MetadataKeysController

Provides the API interface for searching keys. Allowed filters can be found in src/metadata-keys/metadatakeys.service.ts and exmaple can be find in src/metadata-keys/types/metadatakeys-filter-content.ts

  • Endpoint: GET /metadatakeys (replaces /datasets/metadataKeys)
  • Method: findAll
  • Endpoint Access: Endpoint can be Accessed by any users

MetadataKeysService

This handles the business logic and talks to the database. It is divided into user-facing search logic and internal data synchronization.
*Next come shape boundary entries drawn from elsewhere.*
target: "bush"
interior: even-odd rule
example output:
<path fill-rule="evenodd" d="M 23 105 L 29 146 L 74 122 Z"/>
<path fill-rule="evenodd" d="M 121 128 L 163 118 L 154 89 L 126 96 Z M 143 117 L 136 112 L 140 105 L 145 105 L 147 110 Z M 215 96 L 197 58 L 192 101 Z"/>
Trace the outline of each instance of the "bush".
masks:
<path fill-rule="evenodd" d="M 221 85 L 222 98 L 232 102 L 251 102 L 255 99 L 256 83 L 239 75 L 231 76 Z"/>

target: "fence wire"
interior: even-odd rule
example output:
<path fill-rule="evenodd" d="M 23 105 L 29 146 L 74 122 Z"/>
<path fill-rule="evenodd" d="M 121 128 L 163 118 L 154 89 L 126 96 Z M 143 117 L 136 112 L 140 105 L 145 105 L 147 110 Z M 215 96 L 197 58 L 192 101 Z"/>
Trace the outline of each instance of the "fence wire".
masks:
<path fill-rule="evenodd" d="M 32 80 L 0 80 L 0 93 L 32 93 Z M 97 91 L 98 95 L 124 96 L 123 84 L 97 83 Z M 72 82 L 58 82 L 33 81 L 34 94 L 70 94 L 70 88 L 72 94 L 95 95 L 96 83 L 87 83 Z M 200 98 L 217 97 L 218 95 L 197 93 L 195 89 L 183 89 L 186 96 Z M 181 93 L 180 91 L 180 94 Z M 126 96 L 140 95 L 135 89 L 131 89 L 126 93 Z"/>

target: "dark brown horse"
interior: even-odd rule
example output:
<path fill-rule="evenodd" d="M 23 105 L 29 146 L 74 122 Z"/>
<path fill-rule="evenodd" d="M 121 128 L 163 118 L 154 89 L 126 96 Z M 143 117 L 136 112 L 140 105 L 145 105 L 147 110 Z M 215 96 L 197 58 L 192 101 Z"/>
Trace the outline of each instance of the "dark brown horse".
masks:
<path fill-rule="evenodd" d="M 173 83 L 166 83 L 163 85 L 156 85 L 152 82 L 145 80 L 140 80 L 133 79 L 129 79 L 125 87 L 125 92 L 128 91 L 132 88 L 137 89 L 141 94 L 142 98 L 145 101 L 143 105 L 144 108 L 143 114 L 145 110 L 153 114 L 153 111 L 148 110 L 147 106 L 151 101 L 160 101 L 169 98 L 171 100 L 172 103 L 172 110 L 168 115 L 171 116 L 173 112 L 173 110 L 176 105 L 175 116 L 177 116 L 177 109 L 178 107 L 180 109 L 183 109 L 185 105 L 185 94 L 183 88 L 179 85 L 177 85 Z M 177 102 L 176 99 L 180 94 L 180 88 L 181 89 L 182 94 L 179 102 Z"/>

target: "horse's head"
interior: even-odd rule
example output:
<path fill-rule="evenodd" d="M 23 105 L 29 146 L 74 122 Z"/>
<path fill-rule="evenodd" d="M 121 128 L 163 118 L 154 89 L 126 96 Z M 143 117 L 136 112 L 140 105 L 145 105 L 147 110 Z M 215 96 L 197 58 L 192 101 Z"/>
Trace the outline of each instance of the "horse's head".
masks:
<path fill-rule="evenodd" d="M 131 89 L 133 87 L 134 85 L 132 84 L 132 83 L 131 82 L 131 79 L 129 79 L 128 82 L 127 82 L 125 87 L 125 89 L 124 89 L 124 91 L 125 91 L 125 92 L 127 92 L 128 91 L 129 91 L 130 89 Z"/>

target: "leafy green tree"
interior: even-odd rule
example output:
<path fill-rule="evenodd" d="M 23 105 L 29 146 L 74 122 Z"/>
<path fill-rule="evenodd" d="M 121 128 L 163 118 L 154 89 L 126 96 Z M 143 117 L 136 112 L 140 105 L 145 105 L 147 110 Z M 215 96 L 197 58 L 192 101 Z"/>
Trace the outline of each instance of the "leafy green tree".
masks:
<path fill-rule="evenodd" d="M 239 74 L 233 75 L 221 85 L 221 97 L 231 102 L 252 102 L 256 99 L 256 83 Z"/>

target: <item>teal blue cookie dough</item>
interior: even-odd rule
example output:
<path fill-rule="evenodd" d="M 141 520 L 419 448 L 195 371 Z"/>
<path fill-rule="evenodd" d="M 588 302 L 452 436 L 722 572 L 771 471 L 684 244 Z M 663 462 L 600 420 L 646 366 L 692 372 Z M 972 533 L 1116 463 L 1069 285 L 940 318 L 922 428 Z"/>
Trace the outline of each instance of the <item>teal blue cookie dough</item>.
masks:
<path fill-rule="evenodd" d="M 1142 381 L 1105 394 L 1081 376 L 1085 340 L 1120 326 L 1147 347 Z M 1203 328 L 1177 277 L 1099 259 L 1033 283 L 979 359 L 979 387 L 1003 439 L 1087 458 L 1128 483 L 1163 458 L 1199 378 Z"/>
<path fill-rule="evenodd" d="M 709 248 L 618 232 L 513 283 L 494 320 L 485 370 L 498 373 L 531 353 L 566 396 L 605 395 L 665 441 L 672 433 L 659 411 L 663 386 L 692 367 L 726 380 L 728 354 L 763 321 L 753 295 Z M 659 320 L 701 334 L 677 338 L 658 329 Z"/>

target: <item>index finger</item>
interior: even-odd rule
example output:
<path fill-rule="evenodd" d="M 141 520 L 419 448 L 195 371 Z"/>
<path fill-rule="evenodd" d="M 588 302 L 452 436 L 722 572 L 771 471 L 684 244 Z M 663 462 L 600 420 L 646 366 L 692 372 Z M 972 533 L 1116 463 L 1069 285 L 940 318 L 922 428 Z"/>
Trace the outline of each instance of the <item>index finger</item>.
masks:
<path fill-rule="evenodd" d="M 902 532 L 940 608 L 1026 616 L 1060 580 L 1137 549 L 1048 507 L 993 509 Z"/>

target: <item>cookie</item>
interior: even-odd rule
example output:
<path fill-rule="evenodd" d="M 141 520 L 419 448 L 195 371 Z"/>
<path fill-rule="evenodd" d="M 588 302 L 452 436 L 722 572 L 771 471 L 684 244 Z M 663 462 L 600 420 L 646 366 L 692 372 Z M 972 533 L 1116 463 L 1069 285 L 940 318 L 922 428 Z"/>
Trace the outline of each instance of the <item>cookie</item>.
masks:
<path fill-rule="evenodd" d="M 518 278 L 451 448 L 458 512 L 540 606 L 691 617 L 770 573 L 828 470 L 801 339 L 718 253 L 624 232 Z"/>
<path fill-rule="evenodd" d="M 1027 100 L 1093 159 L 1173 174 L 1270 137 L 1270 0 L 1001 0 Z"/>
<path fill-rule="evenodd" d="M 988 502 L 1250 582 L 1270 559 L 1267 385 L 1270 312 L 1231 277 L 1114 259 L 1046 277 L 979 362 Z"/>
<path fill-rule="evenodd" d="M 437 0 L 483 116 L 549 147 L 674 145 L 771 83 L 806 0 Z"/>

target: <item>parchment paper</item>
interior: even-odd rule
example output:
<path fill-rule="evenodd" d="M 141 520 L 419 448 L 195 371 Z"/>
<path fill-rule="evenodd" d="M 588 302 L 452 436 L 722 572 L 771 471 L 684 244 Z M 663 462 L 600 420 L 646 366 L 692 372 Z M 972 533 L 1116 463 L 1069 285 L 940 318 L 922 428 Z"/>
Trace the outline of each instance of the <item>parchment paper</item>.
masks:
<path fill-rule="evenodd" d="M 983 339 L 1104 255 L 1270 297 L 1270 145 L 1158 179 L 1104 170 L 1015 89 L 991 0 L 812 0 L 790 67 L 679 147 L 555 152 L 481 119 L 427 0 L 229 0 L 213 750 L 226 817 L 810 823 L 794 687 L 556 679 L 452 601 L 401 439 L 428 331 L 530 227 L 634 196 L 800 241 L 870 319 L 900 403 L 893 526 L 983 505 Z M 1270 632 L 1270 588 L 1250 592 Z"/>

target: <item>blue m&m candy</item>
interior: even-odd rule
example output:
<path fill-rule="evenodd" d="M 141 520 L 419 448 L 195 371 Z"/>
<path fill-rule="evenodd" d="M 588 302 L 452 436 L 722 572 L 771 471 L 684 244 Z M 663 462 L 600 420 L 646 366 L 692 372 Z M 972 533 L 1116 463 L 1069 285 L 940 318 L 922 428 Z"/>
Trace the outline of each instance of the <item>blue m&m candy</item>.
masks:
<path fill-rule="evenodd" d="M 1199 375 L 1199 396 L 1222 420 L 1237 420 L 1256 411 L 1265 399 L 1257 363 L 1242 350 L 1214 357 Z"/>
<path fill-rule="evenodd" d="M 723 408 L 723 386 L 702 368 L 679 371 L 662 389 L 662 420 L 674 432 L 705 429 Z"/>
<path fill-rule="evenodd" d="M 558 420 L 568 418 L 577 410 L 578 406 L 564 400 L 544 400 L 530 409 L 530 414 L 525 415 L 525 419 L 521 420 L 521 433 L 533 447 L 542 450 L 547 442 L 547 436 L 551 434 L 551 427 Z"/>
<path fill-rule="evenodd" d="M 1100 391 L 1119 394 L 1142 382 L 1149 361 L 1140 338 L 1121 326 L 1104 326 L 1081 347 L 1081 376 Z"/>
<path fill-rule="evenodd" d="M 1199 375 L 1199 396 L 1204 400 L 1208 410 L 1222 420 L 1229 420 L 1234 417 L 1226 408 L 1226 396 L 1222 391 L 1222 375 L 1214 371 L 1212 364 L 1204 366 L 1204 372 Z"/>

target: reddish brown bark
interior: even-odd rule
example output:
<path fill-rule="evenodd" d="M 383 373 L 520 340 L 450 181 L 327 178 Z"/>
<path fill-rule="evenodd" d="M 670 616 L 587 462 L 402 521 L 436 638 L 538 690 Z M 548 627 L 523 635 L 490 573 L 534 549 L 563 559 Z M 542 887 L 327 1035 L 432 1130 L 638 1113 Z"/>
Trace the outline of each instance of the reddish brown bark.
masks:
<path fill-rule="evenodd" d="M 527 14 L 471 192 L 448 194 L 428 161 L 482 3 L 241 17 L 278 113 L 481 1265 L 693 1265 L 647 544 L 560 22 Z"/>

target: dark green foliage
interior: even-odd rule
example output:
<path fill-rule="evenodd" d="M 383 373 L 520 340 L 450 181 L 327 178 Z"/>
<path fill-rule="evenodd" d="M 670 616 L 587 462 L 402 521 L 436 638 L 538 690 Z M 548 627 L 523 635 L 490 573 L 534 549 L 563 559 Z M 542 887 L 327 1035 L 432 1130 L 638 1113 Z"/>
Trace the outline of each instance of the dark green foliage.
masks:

Permission Layer (Applies to findAll only):

When a user searches for keys, the service uses accessibleBy to automatically append access filters based on CASL permissions:

  • Admins: Can search and get all metadata keys in the system.
  • Authenticated Users: Can only get keys where they are part of the ownerGroup or accessGroups.
  • Unauthenticated Users: Can only get keys that are marked as isPublished.

Service Methods:

  • findAll: The only public-facing method. It applies the permission layer and then uses a database aggregation pipeline to find and return the specific keys requested by the user. Every search is limited to 100 results by default, if limit is not provided.
  • insertManyFromSource: An internal method that takes an original document (like a Dataset), extracts fields from scientificMetadata, metadata, and customMetadata, and creates new records in the Metadata Keys collection.
  • deleteMany: Removes metadata key entries associated with a source document when that document is deleted from the system.
  • replaceManyFromSource: Triggered when a source document (e.g., a Dataset or Proposal) is updated. It calls deleteMany and insertManyFromSource sequentially.

Usage Example

To list all metadata keys associated with a dataset, the user must provide the sourceType and sourceId. If the fields array is provided, only those specific fields will be returned:

{
  "where": {
    "sourceType": "dataset",
    "sourceId": "datasetId"
  },
  "fields": ["humanreadableName", "key"],
  "limits": {
    "limit": 10,
    "skip": 0,
    "sort": {
      "createdAt": "asc | desc"
    }
  }
}

To retrieve a specific metadata key, use the following filter:

{
  "where": {
    "sourceType": "dataset",
    "sourceId": "datasetId",
    "key": "metadata_key_name"
  },
  "fields": ["key"],
  "limits": {
    "limit": 10,
    "skip": 0,
    "sort": {
      "createdAt": "asc | desc"
    }
  }
}